And when someone tries to help you THANK them and don’t disappear for a week before responding. Common courtesy. If someone helps you solve your problem, Mark the issue as solved (and not on your own post because you thought you were so clever working it out after much help pointing you in the right direction)
Over the past year or so I’ve learned more from your prolific posting David than just about anyone! Thank You!
This thread reinforces my view an option to block either /both threads and members will make it more useful for me and, I venture to say, for many others.
The only reason I open these sorts of threads is to see who not to view in the future. This forum is so full of fantastic, helpful contributors, I feel sullied to read wasteful, unproductive threads when so much gracious assistance is so readily available.
Finally, thank you to all of those selfless contributors, without whom this great open source project might stagnate.
Can we please let this thread die? Hateful replies are always littered throughout these types of threads. I can even see posts of mine before I became a moderator. Please don’t do what I did. Do not get sucked into these hate filled threads and move on. Thanks.
That really shows a problem in development culture. I mean it’s the same in most projects.
Developers don’t want to test. But testing is the most important part. BDD / TDD, Write tests first, then Code, automate your tests, etc.

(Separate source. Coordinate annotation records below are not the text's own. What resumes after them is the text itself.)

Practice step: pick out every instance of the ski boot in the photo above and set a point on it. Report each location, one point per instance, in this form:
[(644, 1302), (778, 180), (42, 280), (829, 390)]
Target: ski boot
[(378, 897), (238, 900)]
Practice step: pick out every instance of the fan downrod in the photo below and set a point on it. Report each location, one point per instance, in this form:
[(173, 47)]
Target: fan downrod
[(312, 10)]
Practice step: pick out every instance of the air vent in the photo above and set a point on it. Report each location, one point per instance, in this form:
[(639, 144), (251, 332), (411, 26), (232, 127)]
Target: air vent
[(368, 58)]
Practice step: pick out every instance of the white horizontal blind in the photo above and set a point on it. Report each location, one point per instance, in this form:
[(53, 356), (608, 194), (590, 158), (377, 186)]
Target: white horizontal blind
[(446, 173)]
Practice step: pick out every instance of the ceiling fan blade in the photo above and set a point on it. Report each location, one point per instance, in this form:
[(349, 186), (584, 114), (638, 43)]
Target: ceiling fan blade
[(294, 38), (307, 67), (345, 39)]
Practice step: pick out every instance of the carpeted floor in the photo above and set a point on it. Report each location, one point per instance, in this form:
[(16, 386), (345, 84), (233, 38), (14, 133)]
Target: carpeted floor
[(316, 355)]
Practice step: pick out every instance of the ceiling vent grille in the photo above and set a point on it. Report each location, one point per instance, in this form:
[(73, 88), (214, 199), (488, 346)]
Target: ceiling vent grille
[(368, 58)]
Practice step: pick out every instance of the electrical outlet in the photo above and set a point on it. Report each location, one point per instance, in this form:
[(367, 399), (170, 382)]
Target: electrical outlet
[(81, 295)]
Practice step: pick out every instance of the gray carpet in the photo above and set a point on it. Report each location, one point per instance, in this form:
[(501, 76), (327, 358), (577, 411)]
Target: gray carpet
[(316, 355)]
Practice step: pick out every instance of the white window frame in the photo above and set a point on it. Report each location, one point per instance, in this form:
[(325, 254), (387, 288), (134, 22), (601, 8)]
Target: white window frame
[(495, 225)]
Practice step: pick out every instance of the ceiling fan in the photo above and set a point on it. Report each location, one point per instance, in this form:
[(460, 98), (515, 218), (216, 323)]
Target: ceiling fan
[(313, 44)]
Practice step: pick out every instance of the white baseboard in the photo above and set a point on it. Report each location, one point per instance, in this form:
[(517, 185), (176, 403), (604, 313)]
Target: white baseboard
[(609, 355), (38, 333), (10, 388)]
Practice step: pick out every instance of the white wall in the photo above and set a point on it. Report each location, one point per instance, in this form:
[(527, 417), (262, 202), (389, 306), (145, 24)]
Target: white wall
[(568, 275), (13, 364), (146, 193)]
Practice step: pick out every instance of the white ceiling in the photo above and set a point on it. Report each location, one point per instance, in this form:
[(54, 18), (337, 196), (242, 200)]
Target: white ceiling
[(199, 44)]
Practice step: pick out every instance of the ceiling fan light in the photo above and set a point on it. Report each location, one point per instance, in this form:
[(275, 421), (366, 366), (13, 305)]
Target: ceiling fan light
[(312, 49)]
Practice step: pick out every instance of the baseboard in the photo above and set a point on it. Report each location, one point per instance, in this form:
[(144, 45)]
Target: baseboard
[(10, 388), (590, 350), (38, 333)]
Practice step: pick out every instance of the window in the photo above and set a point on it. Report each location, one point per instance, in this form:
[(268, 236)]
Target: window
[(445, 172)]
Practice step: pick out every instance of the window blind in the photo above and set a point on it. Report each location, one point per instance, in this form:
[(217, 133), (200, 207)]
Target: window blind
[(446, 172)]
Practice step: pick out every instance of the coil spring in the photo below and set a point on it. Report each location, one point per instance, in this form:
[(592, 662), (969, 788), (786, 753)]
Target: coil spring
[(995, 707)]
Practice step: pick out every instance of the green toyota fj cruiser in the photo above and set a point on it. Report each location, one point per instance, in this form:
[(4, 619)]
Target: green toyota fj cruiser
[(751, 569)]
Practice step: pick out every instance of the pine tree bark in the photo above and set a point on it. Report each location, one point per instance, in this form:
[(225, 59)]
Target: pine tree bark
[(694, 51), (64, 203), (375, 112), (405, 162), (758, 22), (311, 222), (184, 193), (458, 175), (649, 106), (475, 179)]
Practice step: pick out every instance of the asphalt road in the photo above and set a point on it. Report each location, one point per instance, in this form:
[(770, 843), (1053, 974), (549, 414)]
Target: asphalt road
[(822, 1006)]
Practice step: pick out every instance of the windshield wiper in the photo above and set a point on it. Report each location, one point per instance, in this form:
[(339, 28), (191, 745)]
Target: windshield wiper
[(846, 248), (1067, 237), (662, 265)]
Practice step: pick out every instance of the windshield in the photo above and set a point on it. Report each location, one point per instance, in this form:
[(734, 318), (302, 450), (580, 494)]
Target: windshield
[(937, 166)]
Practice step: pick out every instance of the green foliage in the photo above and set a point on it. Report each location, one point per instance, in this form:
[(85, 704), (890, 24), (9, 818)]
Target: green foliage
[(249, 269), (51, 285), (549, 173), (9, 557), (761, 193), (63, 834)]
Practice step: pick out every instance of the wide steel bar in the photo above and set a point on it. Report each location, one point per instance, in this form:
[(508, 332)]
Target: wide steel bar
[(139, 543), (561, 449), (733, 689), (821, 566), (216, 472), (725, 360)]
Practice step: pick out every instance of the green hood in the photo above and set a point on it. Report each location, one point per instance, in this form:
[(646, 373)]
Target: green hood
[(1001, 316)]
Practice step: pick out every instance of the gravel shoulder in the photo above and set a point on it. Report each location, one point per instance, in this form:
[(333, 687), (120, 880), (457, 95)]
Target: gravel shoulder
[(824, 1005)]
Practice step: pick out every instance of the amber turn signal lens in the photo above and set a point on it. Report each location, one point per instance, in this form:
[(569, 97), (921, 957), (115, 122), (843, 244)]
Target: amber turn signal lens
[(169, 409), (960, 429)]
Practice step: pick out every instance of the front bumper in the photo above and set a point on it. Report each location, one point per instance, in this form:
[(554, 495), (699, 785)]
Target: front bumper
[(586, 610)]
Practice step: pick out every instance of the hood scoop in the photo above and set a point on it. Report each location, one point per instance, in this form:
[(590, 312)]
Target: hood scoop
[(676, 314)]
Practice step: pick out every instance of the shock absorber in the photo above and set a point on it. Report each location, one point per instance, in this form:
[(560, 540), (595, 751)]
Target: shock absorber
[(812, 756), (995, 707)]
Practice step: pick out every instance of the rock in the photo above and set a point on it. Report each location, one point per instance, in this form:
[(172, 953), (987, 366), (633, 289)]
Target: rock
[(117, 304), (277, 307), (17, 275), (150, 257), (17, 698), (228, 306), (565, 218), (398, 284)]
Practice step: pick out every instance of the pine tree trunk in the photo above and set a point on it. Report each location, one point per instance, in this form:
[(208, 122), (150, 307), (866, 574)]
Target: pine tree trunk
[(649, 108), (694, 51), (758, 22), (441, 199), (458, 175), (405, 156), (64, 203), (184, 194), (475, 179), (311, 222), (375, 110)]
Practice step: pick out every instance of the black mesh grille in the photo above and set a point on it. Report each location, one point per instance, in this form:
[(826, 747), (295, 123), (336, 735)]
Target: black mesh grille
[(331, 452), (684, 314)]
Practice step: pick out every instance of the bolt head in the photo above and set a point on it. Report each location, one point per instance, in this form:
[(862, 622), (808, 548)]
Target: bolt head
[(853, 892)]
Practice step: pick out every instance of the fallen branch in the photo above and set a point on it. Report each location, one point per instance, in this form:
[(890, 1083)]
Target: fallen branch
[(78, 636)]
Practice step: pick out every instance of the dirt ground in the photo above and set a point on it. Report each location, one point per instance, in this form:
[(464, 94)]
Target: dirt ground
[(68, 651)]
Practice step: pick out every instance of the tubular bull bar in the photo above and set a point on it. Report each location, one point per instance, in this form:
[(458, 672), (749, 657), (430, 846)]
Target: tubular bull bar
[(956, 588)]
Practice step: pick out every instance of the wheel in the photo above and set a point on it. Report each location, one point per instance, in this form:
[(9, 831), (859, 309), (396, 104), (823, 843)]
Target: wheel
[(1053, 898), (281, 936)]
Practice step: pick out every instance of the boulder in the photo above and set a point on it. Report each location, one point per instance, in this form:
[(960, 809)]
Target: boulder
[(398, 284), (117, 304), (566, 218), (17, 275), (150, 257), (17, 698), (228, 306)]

I know this is a hobby project for most, so they do what’s fun to them. Coding. Not testing.
Personally I think it shows more of a problem with the user base… they expect everything for nothing and contribute nothing and expect everyone else to do the beta testing while expecting everything in every release is fully tested by someone else and then want to complain when something breaks.
Betas used to be a nightmare but for some time dev has been stable enough to run in production. I get sick of people still saying to never run the first .0 release of a new version… it’s not like it’s hard rolling back if there is an issue anyway.
I completely agree. The big pain is that users do not read and do not look for their problem in the posts, they just create another thread. The saddest thing is that they do not even read the posts and solve the problem in the thread they come across and ask again. no one will change it, we are just people.